Migas distinctus
- Conservation status: Not Threatened (NZ TCS)

Scientific classification
- Kingdom: Animalia
- Phylum: Arthropoda
- Subphylum: Chelicerata
- Class: Arachnida
- Order: Araneae
- Infraorder: Mygalomorphae
- Family: Migidae
- Genus: Migas
- Species: M. distinctus
- Binomial name: Migas distinctus (O. Pickard-Cambridge, 1880)

= Migas distinctus =

- Authority: (O. Pickard-Cambridge, 1880)
- Conservation status: NT

Species of spider

Migas distinctus is a species of mygalomorph spider endemic to New Zealand.

==Taxonomy==
This species was described in 1880 by Octavius Pickard-Cambridge from a single immature female specimen collected in Dunedin.

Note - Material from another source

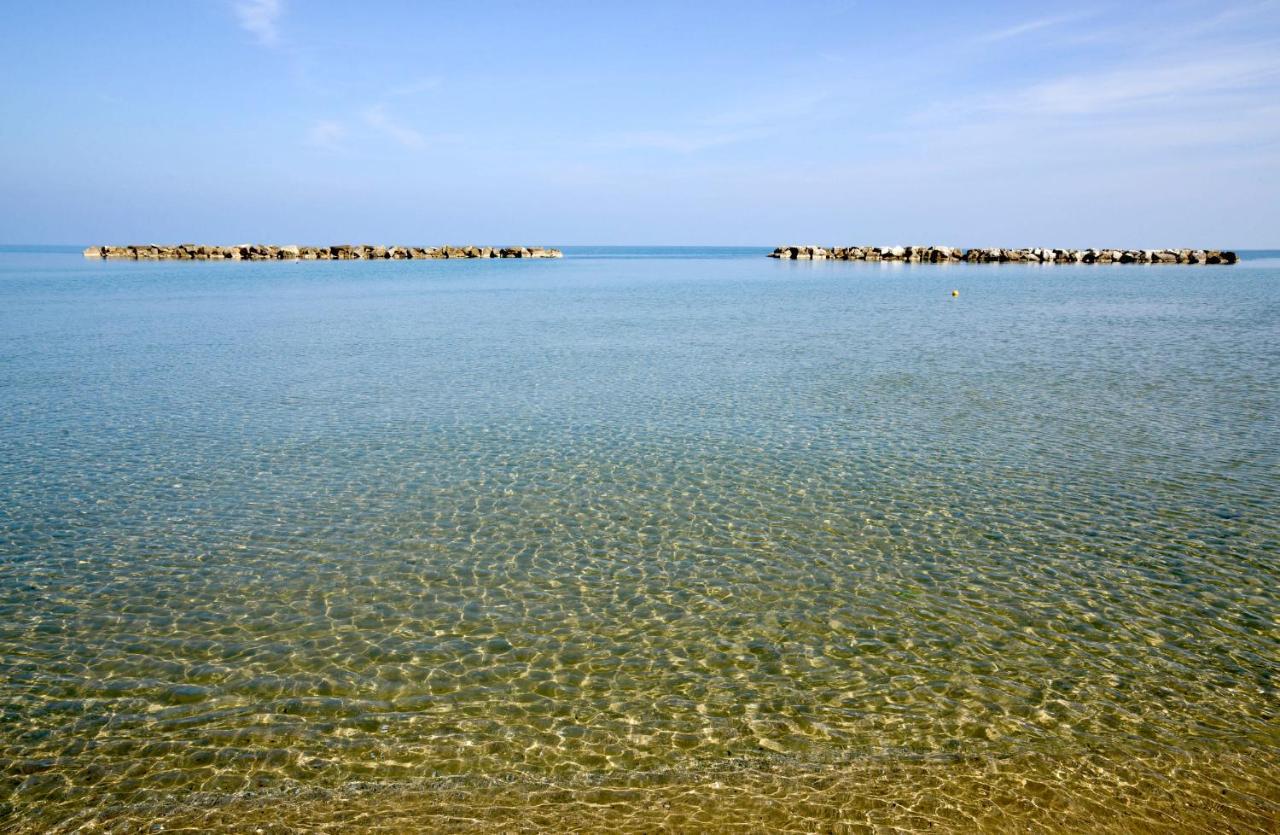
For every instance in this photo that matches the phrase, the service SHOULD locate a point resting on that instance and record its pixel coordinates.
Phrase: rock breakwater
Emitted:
(941, 254)
(339, 252)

It was mostly revised in 1968 by Ray Forster. The lectotype is stored in Oxford University Museum of Natural History.

==Description==
The female is recorded at 7.5mm in length. The carapace is orange brown. The legs are yellow brown. The abdomen is purplish grey with light markings dorsally. The male is recorded at 7.7mm in length. The carapace and legs are light orange brown. The abdomen is similar to that of the female.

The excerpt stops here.